For this one, I’m not sure. I had seen at least one video of his before, it might have been suggested or it might have been via searching for videos about dating apps in general (which I’ve done a few times as research).

Also the 3x thing starts at around 9:58

When did you come up with the idea about prioritization and decisiveness? While talking in this forum thread or in the past?

No, just explaining why it’s a common comment.

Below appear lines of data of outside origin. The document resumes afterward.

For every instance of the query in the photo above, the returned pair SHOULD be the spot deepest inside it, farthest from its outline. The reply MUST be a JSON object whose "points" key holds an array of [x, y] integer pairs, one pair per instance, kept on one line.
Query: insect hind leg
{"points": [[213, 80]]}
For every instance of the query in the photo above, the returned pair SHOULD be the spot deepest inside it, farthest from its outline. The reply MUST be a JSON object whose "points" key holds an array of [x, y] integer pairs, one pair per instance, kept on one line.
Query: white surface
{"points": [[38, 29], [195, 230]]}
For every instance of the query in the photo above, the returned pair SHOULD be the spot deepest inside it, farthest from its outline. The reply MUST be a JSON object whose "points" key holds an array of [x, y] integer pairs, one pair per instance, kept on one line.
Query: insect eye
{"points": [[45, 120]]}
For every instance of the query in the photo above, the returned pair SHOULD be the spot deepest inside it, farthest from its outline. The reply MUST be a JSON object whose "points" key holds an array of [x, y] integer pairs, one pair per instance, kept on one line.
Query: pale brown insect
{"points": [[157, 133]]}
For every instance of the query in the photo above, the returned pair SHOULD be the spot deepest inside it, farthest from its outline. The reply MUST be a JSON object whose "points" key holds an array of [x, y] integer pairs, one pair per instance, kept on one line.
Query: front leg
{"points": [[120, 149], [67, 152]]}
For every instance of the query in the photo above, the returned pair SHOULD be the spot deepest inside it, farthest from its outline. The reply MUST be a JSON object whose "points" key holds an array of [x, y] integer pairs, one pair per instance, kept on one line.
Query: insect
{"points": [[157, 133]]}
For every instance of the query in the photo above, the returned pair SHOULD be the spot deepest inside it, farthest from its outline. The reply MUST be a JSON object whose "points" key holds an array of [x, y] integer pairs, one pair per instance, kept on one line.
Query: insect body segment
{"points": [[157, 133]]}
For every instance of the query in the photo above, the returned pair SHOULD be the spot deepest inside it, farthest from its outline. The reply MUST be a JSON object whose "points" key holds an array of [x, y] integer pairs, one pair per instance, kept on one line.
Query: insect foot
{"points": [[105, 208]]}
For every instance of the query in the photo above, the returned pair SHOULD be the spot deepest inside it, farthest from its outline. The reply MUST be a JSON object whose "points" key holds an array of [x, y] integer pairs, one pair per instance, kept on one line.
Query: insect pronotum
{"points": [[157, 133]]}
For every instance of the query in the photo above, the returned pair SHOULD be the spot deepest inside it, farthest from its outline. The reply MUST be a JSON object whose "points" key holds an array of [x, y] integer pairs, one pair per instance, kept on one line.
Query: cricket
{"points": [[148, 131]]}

It seemed relevant considering you mentioned not watching the video (or any of his).

So the YouTube algorithm knows you watch redpill videos and put this channel in front of you, and you knew this video contained an incel-friendly joke and incel-friendly overall theme, and then you shared it as a definitely-not-redpill, definitely-outside-your-echo-chamber example?

Yeah, good point.

I assume then @anonymous45 would answer my very first question with “no” — quoting for clarity:

Women should not use the same standard and thus should not reject him for the same reasons.

So it follows that everything after that question is also a no and/or irrelevant, since I was building from that question.

(I think this is why you often recommend just asking short questions and not long posts trying to argue/explain lots of stuff.)

So basically you had a premise that it should be gender-symmetric, and you didn’t recognize or take into account that the premise was controversial, so some of what you wrote basically begged the question (assumed the conclusion).

I just said something similar to @anonymous45 at Comments on The Boyfriend's Introduction to Feminism - #210 by Elliot

Not exactly, for that post I searched for videos. I had seen at least one of his videos before, though I can’t remember if I’d seen that one before (I watched it the other day in any case). The time I was introduced to him could have been via feed or via searching. I don’t recall.

I don’t think it being incel-friendly is a good reason not to share it or to dismiss it. For example, if some truth-seeking unbiased scientists set out to analyze dating app dynamics and found that there were problems and biases that roughly align with what people complain about, then would that not be an incel-friendly result?

Maybe I misunderstand and you mean more the jokes, tone, and subtext rather than the results themselves?

I wouldn’t call his channel a redpill channel or him a redpill influencer. Maybe he is appealing to that market in that video, though. His video was more in depth and detailed than the others in the top few search results, so I shared that one. He also includes data (his own) going back like 2+ years.

This is another controversial premise. It’s used as a premise in passing while making another point. I don’t think it’s being recognized as controversial and meriting debate even though some of the talking points that contradict it are well known.

There are women who claim that SA is common. There are surveys. You’ve probably heard 1 in 4 before (which doesn’t strictly contradict it being done by a small % of men, but is often accompanied with claims that it’s not a small % of men). And there are men who claim that ~all men want to do SA and would do SA if they knew they could get away with it.